1. Collection and Archiving 
  - System Administrators
2. Data Profiling 
  - Data Engineer, ETL team, individual researcher
3. Data Staging and Conformance/Extract, Transform, Load 
  - Data Engineer, ETL team, individual researcher
4. Data Storage/Data Warehousing/a pile of spreadsheets 
  - Database Administrator, Data Engineer individual researcher, or anyone who deals with spreadsheets
5. History and Auditing 
  - Database administrator, individual researcher
6. Data Marts and Services 
  - Database Administrator, Back-end programmer, individual researcher
7. Analysis and Modeling 
  - Data Analyst, Back-end programmer, individual researcher, many office workers
8. Presentation 
  - Front-end developer, Data Analyst, individual researcher, many office workers

#### Tools of the trade?
1. Collection and Archiving 
  - Unix scripts and utilities, Perl, Python, specialized software
2. Data Profiling 
  - Unix scripts and utilities, Perl, Python, specialized data profiling software
3. Data Staging and Conformance/Extract, Transform, Load 
  - Unix scripts and utilities, Perl, Python, SQL specialized ETL software, Big Data
4. Data Storage/Data Warehousing/a pile of spreadsheets 
  - SQL, Perl, Python, Java, Excel, Big Data
5. History and Auditing 
  - SQL, specialized software
6. Data Marts and Services 
  - SQL and just about any programming language (C/C++, C#/Java, Python, R, MatLab, Ruby, PHP, Go ...), Excel
7. Analysis and Modeling 
  - Visualization tools (Excel, tableau), specialized modeling tools, programming languages (C/C++, Java, Python, Clojure, F#, R, MatLab, Scala)
8. Presentation 
  - Microsoft Suite, HTML/Javascrpt, Python, R, MatLab, Visualization tools (Excel, tableau)

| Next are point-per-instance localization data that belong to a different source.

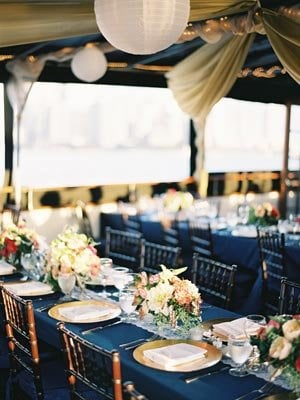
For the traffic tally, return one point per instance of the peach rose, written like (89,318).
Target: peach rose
(280,348)
(291,329)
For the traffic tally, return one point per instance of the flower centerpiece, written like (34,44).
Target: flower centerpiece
(279,346)
(169,299)
(72,252)
(17,240)
(263,214)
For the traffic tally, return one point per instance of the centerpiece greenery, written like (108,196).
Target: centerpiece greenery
(263,215)
(279,346)
(169,299)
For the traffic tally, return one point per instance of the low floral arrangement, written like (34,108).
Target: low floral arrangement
(263,214)
(168,298)
(279,346)
(174,200)
(16,240)
(72,252)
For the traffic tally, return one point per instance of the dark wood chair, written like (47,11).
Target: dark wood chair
(201,237)
(92,371)
(154,254)
(289,299)
(272,258)
(130,392)
(29,368)
(123,247)
(214,280)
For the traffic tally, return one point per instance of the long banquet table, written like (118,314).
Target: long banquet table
(239,250)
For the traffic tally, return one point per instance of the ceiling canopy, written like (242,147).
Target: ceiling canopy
(36,28)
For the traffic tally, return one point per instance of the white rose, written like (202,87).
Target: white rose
(280,348)
(291,329)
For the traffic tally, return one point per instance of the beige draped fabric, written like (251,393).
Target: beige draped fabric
(203,78)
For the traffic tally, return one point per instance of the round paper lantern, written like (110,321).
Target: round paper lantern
(89,64)
(142,26)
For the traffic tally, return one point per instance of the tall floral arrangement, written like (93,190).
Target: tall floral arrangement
(168,298)
(264,215)
(74,252)
(279,346)
(16,240)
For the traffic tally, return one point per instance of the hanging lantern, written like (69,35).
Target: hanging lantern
(89,64)
(142,26)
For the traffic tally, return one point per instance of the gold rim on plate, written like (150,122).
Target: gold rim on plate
(208,325)
(115,311)
(212,357)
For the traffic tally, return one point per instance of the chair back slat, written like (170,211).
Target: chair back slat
(154,254)
(201,237)
(90,369)
(289,299)
(214,280)
(22,337)
(123,247)
(272,258)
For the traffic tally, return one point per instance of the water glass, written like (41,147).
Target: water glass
(239,351)
(66,283)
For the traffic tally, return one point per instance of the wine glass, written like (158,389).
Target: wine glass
(66,282)
(105,272)
(126,303)
(239,350)
(119,278)
(252,324)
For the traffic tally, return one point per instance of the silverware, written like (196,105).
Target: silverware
(202,375)
(263,390)
(86,331)
(132,342)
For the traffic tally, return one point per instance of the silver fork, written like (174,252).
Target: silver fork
(264,389)
(153,337)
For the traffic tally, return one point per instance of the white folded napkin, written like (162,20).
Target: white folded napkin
(29,288)
(244,231)
(237,328)
(175,354)
(84,312)
(6,268)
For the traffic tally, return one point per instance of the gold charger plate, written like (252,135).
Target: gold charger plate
(115,311)
(212,357)
(207,325)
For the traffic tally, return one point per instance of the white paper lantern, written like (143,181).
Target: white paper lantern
(89,64)
(142,26)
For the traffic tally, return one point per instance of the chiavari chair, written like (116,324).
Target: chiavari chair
(154,254)
(201,237)
(29,368)
(123,247)
(93,372)
(272,258)
(214,279)
(289,299)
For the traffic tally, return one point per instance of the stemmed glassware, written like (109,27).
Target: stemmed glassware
(239,350)
(105,273)
(126,303)
(66,283)
(252,324)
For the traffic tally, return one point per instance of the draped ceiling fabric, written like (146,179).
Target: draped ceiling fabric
(203,78)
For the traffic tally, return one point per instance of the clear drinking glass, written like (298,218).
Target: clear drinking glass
(253,320)
(126,303)
(66,283)
(119,275)
(105,273)
(239,350)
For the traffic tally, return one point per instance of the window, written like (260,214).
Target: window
(245,136)
(80,135)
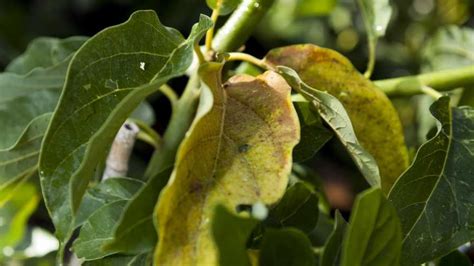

#### KNOWLEDGE CHECK: PAIR AND SHARE (5 min)
- Think about your own projects and how this data process fits in this workflow
- Turn to someone at your table and briefly explain the workflow


- Do you think the pipeline is missing some steps?
- Who did what section of the project
- Are there any specialized tools that you think are common, but we didn't mention?


#### What do data scientists use?
- SQL
 - Essentially a universal vocabulary for data access
- Modeling friendly language such as Python, R, MatLab, Scala, Java, Clojure, or F#
  - Depends on industry
  - Access to data, modeling tools, and automating grunt work
- Some kind of version control Git, SVN, Mercurial
  - Organize your own work
  - Make your work easy to share on various teams
  - Provides a subtle excuse to talk to the programmers while they fix your merge conflicts
- Command line/Terminal
  - Better control of your computer, automating grunt work
- Text editor or Integrated Development Environment
  - So you can edit code
- Additional helper software for visualization, machine learning, industry specific modeling, or something that helps bridge the communication gap with another team that works with the data.
  - This is a very long list, the most common requests tend to be industry specific libraries, databases (Postgresql, MySQL, Cassandra, Spark, Hadoop), data extraction and summarization tools such as Splunk
- Most importantly: Your knowledge and intuition of everything that will go wrong that your teammates haven't even considered

#### KNOWLEDGE CHECK (1 min)

Think to yourself

How do these tools fit with the idea that data science is the intersection of programming, traditional research, domain knowledge?

### Local machine

On your local machine you have a variety of tools at your disposal, including:

    Text editor
    Programs/Packages/Tools
    Your files

All of these can be accessed through terminal and many can also be accessed through a GUI, or Graphical User Interface.

### Command line
Objective: Become comfortable with navigating through file directories using a Command Line Interface

This is your portal to your computer and the outside world.

#### What is a command?
They are small programs, a lot like the Python functions we have been using. 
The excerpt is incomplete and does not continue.